Actually, the other answer is wrong. It is possible to do a lookup on a DBref field within your aggregator, and you don't need mapreduce for that.

Solution

db.A.aggregate([
{
    $project: { 
        B_fk: {
          $map: { 
             input: { 
                  $map: {
                      input:"$bid",
                      in: {
                           $arrayElemAt: [{$objectToArray: "$$this"}, 1]
                      },
                  }
             },
             in: "$$this.v"}},
        }
}, 
{
    $lookup: {
        from:"B", 
        localField:"B_fk",
        foreignField:"_id", 
        as:"B"
    }
}
])

result

{
    "_id" : ObjectId("59bb79df1e9c00162566f581"),
    "B_fk" : null,
    "B" : [ ]
},
{
    "_id" : ObjectId("582abcd85d2dfa67f44127e1"),
    "B_fk" : [
        ObjectId("582abcd85d2dfa67f44127e0"),
        ObjectId("582abcd85d2dfa67f44127e1")
    ],
    "B" : [
        {
            "_id" : ObjectId("582abcd85d2dfa67f44127e0"),
            "status" : NumberInt("1"),
            "seq" : NumberInt("0")
        }
    ]
}

Short Explanation

Loop through the DBRefs with $map, break each DBref into an array, keep only the $id field, then get rid of the k:v format with $$this.v, keeping only the ObjectId and removing all the rest.

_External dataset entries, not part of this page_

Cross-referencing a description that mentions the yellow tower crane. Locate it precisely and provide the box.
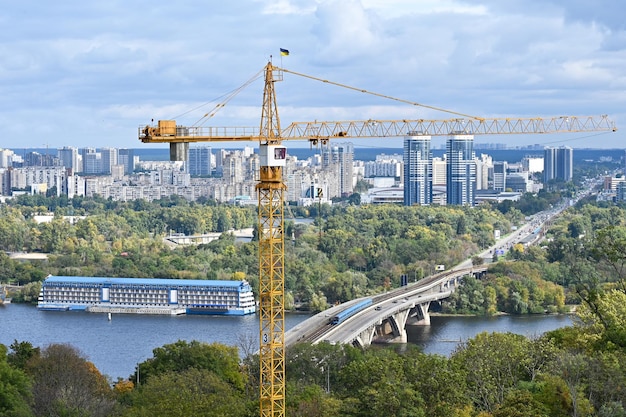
[139,62,617,417]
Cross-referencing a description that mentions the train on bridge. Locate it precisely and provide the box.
[328,298,372,325]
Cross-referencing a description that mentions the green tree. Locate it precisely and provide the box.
[0,344,32,417]
[8,340,41,369]
[451,333,529,412]
[132,340,245,389]
[123,368,249,417]
[28,344,116,417]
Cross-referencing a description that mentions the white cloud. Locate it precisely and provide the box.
[0,0,626,146]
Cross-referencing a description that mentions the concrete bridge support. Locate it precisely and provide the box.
[415,301,430,326]
[352,326,376,348]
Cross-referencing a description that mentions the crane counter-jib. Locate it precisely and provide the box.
[139,116,617,143]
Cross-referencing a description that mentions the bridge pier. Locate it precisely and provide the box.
[415,301,430,326]
[353,326,376,348]
[389,310,410,343]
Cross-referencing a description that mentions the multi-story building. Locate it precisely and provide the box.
[522,156,543,174]
[117,149,135,175]
[446,134,476,206]
[100,148,117,174]
[363,154,404,179]
[79,148,102,175]
[187,146,213,177]
[543,146,574,183]
[7,166,66,196]
[57,146,81,172]
[433,155,448,187]
[0,149,15,168]
[404,133,433,206]
[493,161,507,192]
[475,153,493,190]
[322,143,354,197]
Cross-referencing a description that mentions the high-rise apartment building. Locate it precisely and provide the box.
[57,146,80,172]
[187,146,213,176]
[322,143,354,197]
[100,148,117,174]
[446,135,476,206]
[404,132,433,206]
[117,149,135,175]
[543,146,574,183]
[493,161,507,192]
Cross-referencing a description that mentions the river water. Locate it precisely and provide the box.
[0,304,571,380]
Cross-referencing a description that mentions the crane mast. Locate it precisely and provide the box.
[138,62,617,417]
[256,63,287,417]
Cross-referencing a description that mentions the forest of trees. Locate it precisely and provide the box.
[0,175,626,417]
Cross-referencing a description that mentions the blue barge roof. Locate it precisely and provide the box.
[45,275,247,288]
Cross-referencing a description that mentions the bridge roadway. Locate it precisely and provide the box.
[285,266,487,347]
[285,182,602,347]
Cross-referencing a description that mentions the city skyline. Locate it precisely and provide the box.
[0,0,626,148]
[0,139,596,206]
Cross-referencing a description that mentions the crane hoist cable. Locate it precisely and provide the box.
[166,70,263,127]
[275,67,484,120]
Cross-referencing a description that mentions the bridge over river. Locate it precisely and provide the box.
[285,266,487,347]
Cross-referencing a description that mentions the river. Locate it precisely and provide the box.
[0,304,571,380]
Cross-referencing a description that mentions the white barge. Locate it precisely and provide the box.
[37,275,256,316]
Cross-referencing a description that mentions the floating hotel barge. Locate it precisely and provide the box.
[37,275,256,316]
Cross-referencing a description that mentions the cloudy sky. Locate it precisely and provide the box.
[0,0,626,148]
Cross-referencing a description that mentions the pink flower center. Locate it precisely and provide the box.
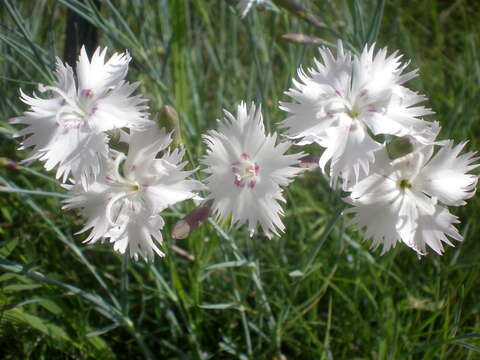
[232,153,260,189]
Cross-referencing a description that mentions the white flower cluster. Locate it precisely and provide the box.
[12,41,478,260]
[281,42,478,255]
[12,48,203,259]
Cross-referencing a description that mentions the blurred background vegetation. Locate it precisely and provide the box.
[0,0,480,360]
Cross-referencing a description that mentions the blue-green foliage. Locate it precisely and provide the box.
[0,0,480,359]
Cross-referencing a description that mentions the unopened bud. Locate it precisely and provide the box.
[172,200,213,240]
[386,136,416,160]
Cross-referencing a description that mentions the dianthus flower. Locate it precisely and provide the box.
[65,126,203,260]
[202,102,304,238]
[280,42,438,188]
[345,141,479,255]
[12,48,150,187]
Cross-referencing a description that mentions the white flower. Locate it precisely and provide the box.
[237,0,266,18]
[65,126,203,260]
[202,102,304,238]
[12,48,149,186]
[280,42,438,186]
[345,141,479,255]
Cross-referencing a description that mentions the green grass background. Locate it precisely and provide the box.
[0,0,480,360]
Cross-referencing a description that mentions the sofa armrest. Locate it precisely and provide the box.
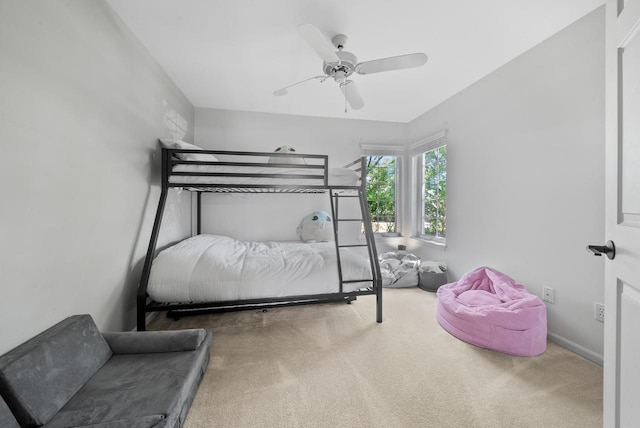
[102,328,207,354]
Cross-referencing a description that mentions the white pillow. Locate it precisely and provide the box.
[160,138,218,162]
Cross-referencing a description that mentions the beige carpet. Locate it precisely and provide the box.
[149,288,602,428]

You can now lookup on the ObjectId.

Step-by-step Explanation

Within the aggregator, a DBRef BSON type can be handled like an object, with two or three fields (ref, id, and db).

If you do:

db.A.aggregate([
    {
        $project: { 
            First_DBref_as_array: {$objectToArray:{$arrayElemAt:["$bid",0]}},
            Second_DBref_as_array: {$objectToArray:{$arrayElemAt:["$bid",1]}},
            }

    },

])

This is the result:

{
"_id" : ObjectId("582abcd85d2dfa67f44127e1"),
"First_DBref_as_array : [
    {
        "k" : "$ref",
        "v" : "B"
    },
    {
        "k" : "$id",
        "v" : ObjectId("582abcd85d2dfa67f44127e0")
    }
],
"Second_DBref_as_array" : [
    {
        "k" : "$ref",
        "v" : "B"
    },
    {
        "k" : "$id",
        "v" : ObjectId("582abcd85d2dfa67f44127e0")
    }
]
}

Once you have transformed a dbref into an array, you can get rid of the useless fields by querying only the value at index 1, like this:

db.A.aggregate([
    {
        $project: { 
            First_DBref_as_array: {$arrayElemAt: [{$objectToArray:{$arrayElemAt:["$bid",0]}},1]},
            Second_DBref_as_array: {$arrayElemAt: [{$objectToArray:{$arrayElemAt:["$bid",0]}},1]},
            }

    },

])

result:

{
    "_id" : ObjectId("582abcd85d2dfa67f44127e1"),
    "First_DBref_as_array" : {
        "k" : "$id",
        "v" : ObjectId("582abcd85d2dfa67f44127e0")
    },
    "Second_DBref_as_array" : {
        "k" : "$id",
        "v" : ObjectId("582abcd85d2dfa67f44127e0")
    }
}

Then you can get finally to the value you want by pointing to "$myvalue.v", just like this

db.A.aggregate([
    {
        $project: { 
            first_DBref_as_array: {$arrayElemAt: [{$objectToArray:{$arrayElemAt:["$bid",0]}},1]},
            second_DBref_as_array: {$arrayElemAt: [{$objectToArray:{$arrayElemAt:["$bid",0]}},1]},
            }

    },
    {
        $project: {
            first_DBref_as_ObjectId: "$first_DBref_as_array.v",
            second_DBref_as_ObjectId: "$second_DBref_as_array.v"
        }
    }

])

result:

{
    "_id" : ObjectId("582abcd85d2dfa67f44127e1"),
    "first_DBref_as_ObjectId" : ObjectId("582abcd85d2dfa67f44127e0"),
    "second_DBref_as_ObjectId" : ObjectId("582abcd85d2dfa67f44127e0")
}

Obviously, in a normal pipeline, you don't need all these redundant steps, using a nested $map, you can get to the same result in one go :

db.A.aggregate([
    {
        $project: { 
            B_fk: { $map : {input: { $map: {    input:"$bid",
                                    in: { $arrayElemAt: [{$objectToArray: "$$this"}, 1 ]}, } },
                            in: "$$this.v"}},

            }
    }, 

])

result:

{
    "_id" : ObjectId("582abcd85d2dfa67f44127e1"),
    "B_fk" : [
        ObjectId("582abcd85d2dfa67f44127e0"),
        ObjectId("582abcd85d2dfa67f44127e1")
    ]
}

I hope the explanation is clear enough, if not feel free to ask.

Answer 2

As of mongoDB 3.4, this is not possible. You can't use DBRef in the aggregation pipeline, except in the $match stage.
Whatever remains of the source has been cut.